Departments, Department of Mathematics and Computer Science

Eindhoven University of Technology is an internationally top-ranking university in the Netherlands that combines scientific curiosity with a hands-on attitude. Our spirit of collaboration translates into an open culture and a top-five position in collaborating with advanced industries. Fundamental knowledge enables us to design solutions for the highly complex problems of today and tomorrow.

With over 110 (assistant, associate and full) professors, almost 300 PhD and EngD students, about 1500 Bachelor students and 1000 Master students, the Department of Mathematics and Computer Science (M&CS) is the largest department of the TU/e. By performing top-level fundamental and applied research, and maintaining strong ties with industry, M&CS aims to contribute to science and innovation in and beyond the region.

Introduction

Are you eager to make a difference in the advancement of AI via reliable state-of-the-art deep learning models? This position will explore efficient multi-modal models for safety-critical applications based on robustness guarantees and explainable AI built on insight into learned representations. 

Job Description

We are seeking a highly motivated PhD student to join our research team in an ambitious project at the intersection of Safe AI, Resource Constrained, and Multi-Modal Learning. The focus of this PhD is on developing novel state-of-the-art AI models for safety-critical applications in which resilience, autonomy, and intelligence are required. 

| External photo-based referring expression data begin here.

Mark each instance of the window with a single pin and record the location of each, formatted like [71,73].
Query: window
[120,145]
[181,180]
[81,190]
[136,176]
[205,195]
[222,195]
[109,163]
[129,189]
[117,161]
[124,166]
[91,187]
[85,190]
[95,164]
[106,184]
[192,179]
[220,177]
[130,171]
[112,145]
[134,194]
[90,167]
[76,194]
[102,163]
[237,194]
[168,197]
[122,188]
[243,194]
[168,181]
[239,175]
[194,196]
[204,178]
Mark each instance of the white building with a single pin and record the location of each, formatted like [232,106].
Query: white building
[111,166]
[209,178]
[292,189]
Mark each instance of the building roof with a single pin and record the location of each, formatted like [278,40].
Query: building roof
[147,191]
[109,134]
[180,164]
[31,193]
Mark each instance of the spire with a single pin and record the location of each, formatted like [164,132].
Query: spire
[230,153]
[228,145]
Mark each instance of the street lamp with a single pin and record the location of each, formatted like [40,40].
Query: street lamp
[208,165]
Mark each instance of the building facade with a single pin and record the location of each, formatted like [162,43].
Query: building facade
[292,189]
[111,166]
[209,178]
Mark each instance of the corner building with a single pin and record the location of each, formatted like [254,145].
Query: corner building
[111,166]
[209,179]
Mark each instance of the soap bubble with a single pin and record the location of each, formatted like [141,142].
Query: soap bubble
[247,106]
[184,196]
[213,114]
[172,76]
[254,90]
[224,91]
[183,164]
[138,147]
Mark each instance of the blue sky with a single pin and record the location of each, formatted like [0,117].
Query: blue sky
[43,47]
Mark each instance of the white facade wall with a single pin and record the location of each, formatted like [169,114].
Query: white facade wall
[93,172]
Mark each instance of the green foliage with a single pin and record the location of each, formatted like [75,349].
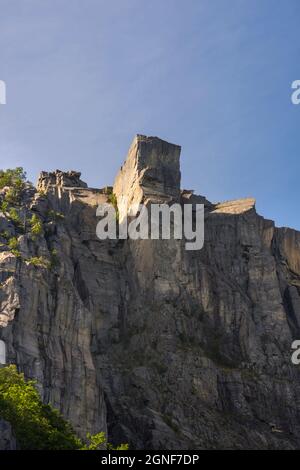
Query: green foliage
[15,180]
[37,426]
[14,216]
[13,177]
[36,226]
[4,206]
[13,245]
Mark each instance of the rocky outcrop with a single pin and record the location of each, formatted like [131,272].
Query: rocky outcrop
[155,345]
[151,173]
[7,440]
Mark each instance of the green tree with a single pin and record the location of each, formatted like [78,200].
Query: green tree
[37,426]
[36,226]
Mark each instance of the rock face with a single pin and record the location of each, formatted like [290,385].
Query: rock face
[155,345]
[151,173]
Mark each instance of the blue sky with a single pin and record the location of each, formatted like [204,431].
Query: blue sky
[84,76]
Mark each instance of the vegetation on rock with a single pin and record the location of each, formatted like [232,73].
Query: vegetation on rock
[37,426]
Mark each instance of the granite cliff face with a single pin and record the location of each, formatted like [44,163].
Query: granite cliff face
[155,345]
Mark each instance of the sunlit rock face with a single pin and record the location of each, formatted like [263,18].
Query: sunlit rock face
[157,346]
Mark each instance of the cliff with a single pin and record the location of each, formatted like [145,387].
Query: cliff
[157,346]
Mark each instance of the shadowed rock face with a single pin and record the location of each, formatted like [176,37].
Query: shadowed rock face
[157,346]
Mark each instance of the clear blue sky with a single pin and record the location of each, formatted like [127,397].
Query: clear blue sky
[84,76]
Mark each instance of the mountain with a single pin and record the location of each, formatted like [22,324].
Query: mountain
[156,345]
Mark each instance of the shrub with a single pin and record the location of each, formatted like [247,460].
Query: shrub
[37,426]
[112,199]
[13,177]
[36,226]
[13,245]
[39,261]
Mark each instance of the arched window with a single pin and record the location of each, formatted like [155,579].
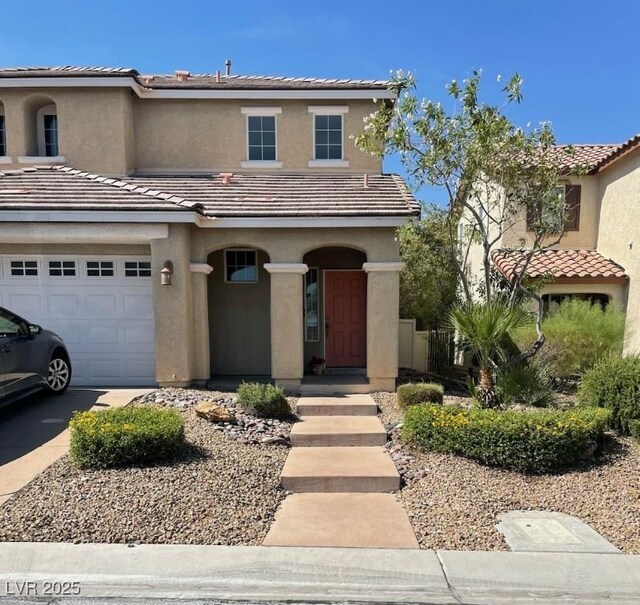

The overarching goal of this project is to develop efficient, trustworthy AI models that have a robust understanding of their environment based on various data sources. For example, the model should be able to integrate camera, radar, and other sensor modalities. Particular attention will be paid to transformer- and post-transformer architectures, and how to adapt them to learn efficiently on resource-constrained hardware, for instance with transfer learning and quantization techniques.

A key challenge of this project will be to design novel transformer-based architectures and adaptation techniques that are both efficient and reliable. The latter will require you to investigate and ultimately control the latent representations of knowledge in the model. This can be tackled from the viewpoint of various areas of machine learning, such as disentanglement of features, out-of-distribution awareness, robustness to adversarial attacks, and explainability, including the development of formal robustness guarantees that provide insights into the fundamental characteristics of the model that contribute to its safety and reliability in real-world applications. You will also assist in the integration and experimental evaluation of these techniques. Explainability will play an important role here, ensuring that models validate their explanations and provide insight into their latent representations, identifying what the model deems relevant for its predictions.

An auxiliary goal of this PhD is to make the employed models resource-efficient, ensuring they can run effectively on embedded accelerators (e.g., TPUs, NPUs, FPGAs) in constrained environments. The research will explore techniques such as model compression and quantization to optimize AI models for real-time operation on embedded platforms.

Key Research Areas:

  • Multi-modal perception (e.g., radar, LiDAR, camera fusion) for robust real-world understanding.
  • Transformer-based and post-transformer architectures optimized for embedded accelerators.
  • Latent representation of knowledge for novel situation awareness and uncertainty estimation.
  • Uncertainty-aware AI: Developing models that can identify when they "don’t know" and communicate uncertainty in decision-making.
  • Resource-efficient AI techniques, including compression, quantization, and low-power optimization.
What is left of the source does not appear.